Nicht nur Israels Umgang mit der Zeitplanung strahlte Zynismus aus. Grausam war die Bestimmung im britischen "Weißen Buch" vom Jahr 1939 (Dok. 8), in dem die Einwanderung von Juden praktisch verboten wurde. Bis zur möglichen Aufhebung des Verbots wurde eine Frist von 5 Jahren gesetzt. Wie bekannt, waren bis Ende 1944 bereits sechs Millionen Juden ermordet.

Die Dokumentation macht auch deutlich, dass der Zionismus für den palästinensischen Nationalismus eine Vorbildfunktion einnahm. Der Text der Unabhängigkeitserklärung des Staates Palästina 1988 (Dok. 54) verrät eine große Ähnlichkeit mit der Unabhängigkeitserklärung des Staates Israel 40 Jahre früher, vor allem was die Beziehung zur Geschichte, zum Lande und zur Katastrophe als Rechtfertigung für die Staatsgründung betrifft.

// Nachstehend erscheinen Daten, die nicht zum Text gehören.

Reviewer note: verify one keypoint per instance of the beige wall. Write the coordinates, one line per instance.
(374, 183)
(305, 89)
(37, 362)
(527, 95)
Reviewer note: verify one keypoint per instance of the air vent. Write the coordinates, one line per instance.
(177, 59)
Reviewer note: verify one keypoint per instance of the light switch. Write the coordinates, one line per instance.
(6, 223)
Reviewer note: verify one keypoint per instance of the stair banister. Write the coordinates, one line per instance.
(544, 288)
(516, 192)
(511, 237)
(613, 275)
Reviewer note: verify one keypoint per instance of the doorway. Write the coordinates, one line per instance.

Über die Auswahl in einer solchen Dokumentation kann man streiten. Vielleicht wäre mehr Beschäftigung mit der Zeit vor 1948 erforderlich, um den "Point of no return" ausfindig zu machen. So z.B. der "Verfassungsvorschlag für Erez Israel", den David Ben Gurion im Jahr 1931 veröffentlichte, indem er nach einer Regelung strebte "dass zu keiner Zeit eine Herrschaft der Araber über die Juden oder [...] der Juden über die Araber entstehen kann" und sich ein "Nationalitätenparlament, an dem sich Araber und Juden in gleicher Anzahl beteiligen" vorstellt. Das Dokument erschien auf Deutsch bereits im November 1933 in einem von der zionistischen Organisation Hehaluz in Berlin herausgegebenen Band "Zum jüdisch-arabischen Problem".

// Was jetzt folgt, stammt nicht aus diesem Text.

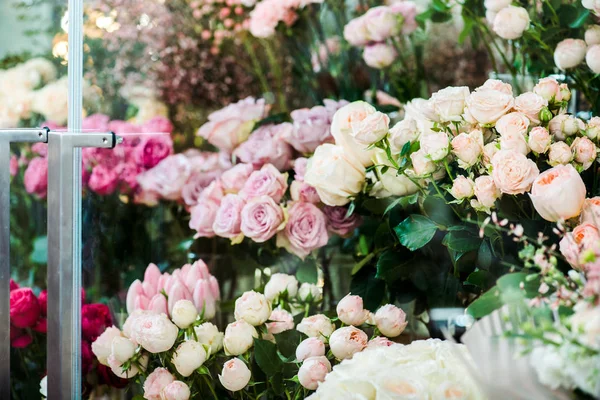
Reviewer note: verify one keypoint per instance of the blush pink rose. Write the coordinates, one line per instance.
(558, 193)
(233, 180)
(513, 172)
(262, 218)
(266, 145)
(152, 150)
(306, 230)
(338, 221)
(228, 220)
(36, 177)
(267, 181)
(202, 218)
(103, 180)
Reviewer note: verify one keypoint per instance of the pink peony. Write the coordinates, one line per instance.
(306, 230)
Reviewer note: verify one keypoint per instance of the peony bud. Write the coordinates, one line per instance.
(235, 375)
(184, 313)
(188, 357)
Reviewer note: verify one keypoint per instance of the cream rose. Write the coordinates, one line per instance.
(488, 106)
(334, 174)
(468, 147)
(558, 193)
(513, 173)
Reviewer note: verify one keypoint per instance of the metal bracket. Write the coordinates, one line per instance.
(8, 136)
(64, 258)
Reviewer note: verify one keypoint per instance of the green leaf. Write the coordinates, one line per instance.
(307, 271)
(415, 231)
(39, 255)
(489, 302)
(462, 241)
(265, 353)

Anderseits wäre es möglich, auf einiges von dem, was in der post-Osloer Zeit niedergeschrieben wurde, zu verzichten. Kein Wunder, dass aus der Zeit zwischen 2008-2016 sich keine Dokumente für den Band anboten, ein Indiz dafür, dass sich der "Prozess" tatsächlich in der immer länger werdenden Regierungszeit Netanyahus im Koma befindet.

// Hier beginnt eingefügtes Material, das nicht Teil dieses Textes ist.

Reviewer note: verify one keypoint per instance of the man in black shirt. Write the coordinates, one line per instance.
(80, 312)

Der deutsche Leser wird sich für die Rolle Deutschlands und Europa in diesem Kontext interessieren. Er wird kein Dokument über die Absichten des Dritten Reichs in Palästina finden, dafür aber einige spätere Interventionen, wie die Nahosterklärung 1980 der Europäischen Gemeinschaft, die Berliner Erklärung der Europäischen Union 1999 oder der 7-Punkte Plan von Joschka Fischer 2002. Europa nahm Stellung, blieb aber - inklusive Deutschland - für den Prozess wenig relevant.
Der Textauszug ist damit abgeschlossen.